朝9時前まで惰眠を貪って時間を無駄にし、
畑に行っては雑草を大量殺りくし、
父と山の畑に行って枯れ草に放火し、
栗やキウイをのこぎりで切りつけて傷を負わし、
付近の山を無断侵入で徘徊し、
そこでワラビを強奪し、
昼からは無免許でトラクターを田んぼの中で乗り回し、
夕方は妹たちを風呂に入れたために風呂場で猥褻物を陳列しまくり、
夜は死体の如く爆睡した。


 そんな無法地帯的自由を楽しんだり、退屈やったりしゆう、今日この頃である。

KY的島の去り方

2008年04月01日 | 日々是好日
 アカネの、バッカちーーーーーん!!!!
 このアッポがぁあぁあぁぁ!!!!
 


 
 うんとね、ついに島を去ったがやけどね、あたしがいかにSKYか教えちゃる。もう恥ずかしくって情けなくって顔から火が出る。まぁ、あたしの場合、出るんは脂やけどね。




 30日に父が引越しの手伝いに来てくれ、名産の水晶ブンタンを挨拶回りで配って歩き、夜はツンや同居人も交え、近所の居酒屋で食事をする。
 家に帰ってからも、父は
「酒が飲みたい。俺ぁ酒飲まな寝れんきよぉ。」
などと言ってコタツに座り込み、テレビをつけてすっかり寛ごうとする。完全に、若い女の子に囲まれて晩酌したい!ワクワク☆って魂胆が見え見えだったが、同居人たちもオヤジの晩酌に付き合う気はなく、そそくさと部屋に散ってしまう。
 アカネも
「こんな汚い机で、酒を飲む気になるかね?」
って感じで、散らかったコタツの上を片付けもしなかった。

 まぁ、そんな親不幸な娘であるが、次の日は父のお陰でスムーズに荷造りを終える。大急ぎで部屋や廊下の掃除をし、忘れ物絶対なし!アカネにしては凄い!ヒロシクン最高!!ってな状態になった。

 
 
 さて、軽トラに荷物を山のように積み込み、港に向かう。
 なんと、港では職場の先生方が、“ひらいせんせいありがとう だいすき”とかって画用紙を切り抜いたものにきらきらの飾りをつけて、センターのガラスに貼ってくれている。
 奥では、せっせと紙テープの用意もしてくれている。

 そして、バスに乗って子どもたちも到着する。風の強い日で、子どもたちはよそ行きの服にジャンバーを着込んでいる。
 普段なら、お昼寝の時間だ。アカネの出港に合わせ、先生方が子どもたちを早く起こし、ぐずる子どもをなだめて大急ぎで服を着せ、ものすごく無理をしてくれたんだと思う。
 子どもたちとわいわい言っているときに、赤ちゃんクラスの子どもたちや職員もやってきてくれた。
 子どもたちがなぐり書きしたり、シールを貼ったりした画用紙をプレゼントしてくれる。他のこどもが花束を渡してくれる。職員みんなが、メッセージを書いたアルバムも渡してくれた。

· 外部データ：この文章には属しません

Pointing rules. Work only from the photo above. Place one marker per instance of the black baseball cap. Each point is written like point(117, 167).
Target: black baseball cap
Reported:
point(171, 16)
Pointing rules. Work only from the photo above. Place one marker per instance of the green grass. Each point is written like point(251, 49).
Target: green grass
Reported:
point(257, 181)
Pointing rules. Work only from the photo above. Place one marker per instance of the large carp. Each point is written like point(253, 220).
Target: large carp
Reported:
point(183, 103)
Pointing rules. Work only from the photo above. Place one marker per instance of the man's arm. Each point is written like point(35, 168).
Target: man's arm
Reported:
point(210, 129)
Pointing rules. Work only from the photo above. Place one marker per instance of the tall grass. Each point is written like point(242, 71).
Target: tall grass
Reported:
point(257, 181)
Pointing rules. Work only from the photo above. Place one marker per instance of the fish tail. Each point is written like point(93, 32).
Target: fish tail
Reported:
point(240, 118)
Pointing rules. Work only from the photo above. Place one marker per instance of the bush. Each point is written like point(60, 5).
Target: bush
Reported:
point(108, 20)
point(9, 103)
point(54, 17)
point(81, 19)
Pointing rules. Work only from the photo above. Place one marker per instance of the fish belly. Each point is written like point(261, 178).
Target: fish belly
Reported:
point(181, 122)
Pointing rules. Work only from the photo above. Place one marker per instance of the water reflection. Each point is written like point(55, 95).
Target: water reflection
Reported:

 28日に仕事が終了だったのだが、その日も、アカネのクラスの子どもたちが、アカネの顔や好きなものをいっぱい書いてくれた画用紙集をもらった。


 アカネは、とてもとてももったいなくて、子どもたちの顔を直視することができなかった。
 結婚で辞めるとか、身体を壊すとか、家庭の事情とか、やむにやまれぬ事情で辞めるんじゃないからだ。言ってみれば、アカネの勝手な「もう、や~めた!」っていう判断で、何度も担当者が代わって、傷つく子どもがいた。
 アルバムを作ってくれたり、プレゼントを買ってきてくれたり、別れの準備をしてくれたり、駆けずり回ってくれる人がいた。

 あたしは、こんなにたくさんのものを、みんなにあげれただろうか?
 もっとできることがあったんじゃないのか?
 もっと子どもたちや職場のために頑張れたんじゃないのか?
 怒ってばっかり、愚痴を言ってばっかりじゃなかった?
 迷惑をかけた方が多かったよ?

 そんな、情けなさと申し訳なさがいっぱいで、こんなにいっぱいしてくれてるっていうのに、涙も出ない。

「お船来たよー!?」
 子どもの一人が知らせてくれる。

 手をつないで岸壁まで行くと、なんとバスに、アカネの顔をかたどった絵と、メッセージを大きく書いたのを貼ってくれている。
 
 乗船時間が近づき、フェリーの乗組員が案内してくれる。第二甲板まで一気に駆け上ると、乗組員さんが紙テープをくくったロープを引っ張り上げ、アカネに渡してくれる。思ったより重い。強風で色とりどりのテープが大きく翻って、すごい。
 子どもたちが手を振る。
 アカネも手を振る。気がつけば、もう船が動き出している。
 だけど、アカネには実感がわかない。こうやって華々しく見送られているのは、別の人物ってゆう気がする。

 風に煽られて、紙テープが重い。

 と、その時!!

 あたしったら、紙テープを放してしまった!!!
 ずるずるずるっとロープがすごい勢いで滑って、海に落ちてしまった。

「あ~あ・・・」

 ギャラリーの落胆の声が聞こえる。ヤバい。
 必死にロープを引っ張ったけど、濡れた紙テープはもう上がってはこない。ギャラリーは、「やっぱりひらい先生は・・・・orz」って感じだ。



 みんな、ゴメン。
 マジごめん。
 
 あたしって、最後まであたしだったわ。
 最後の最後に、みんなの期待を裏切ってゴメン。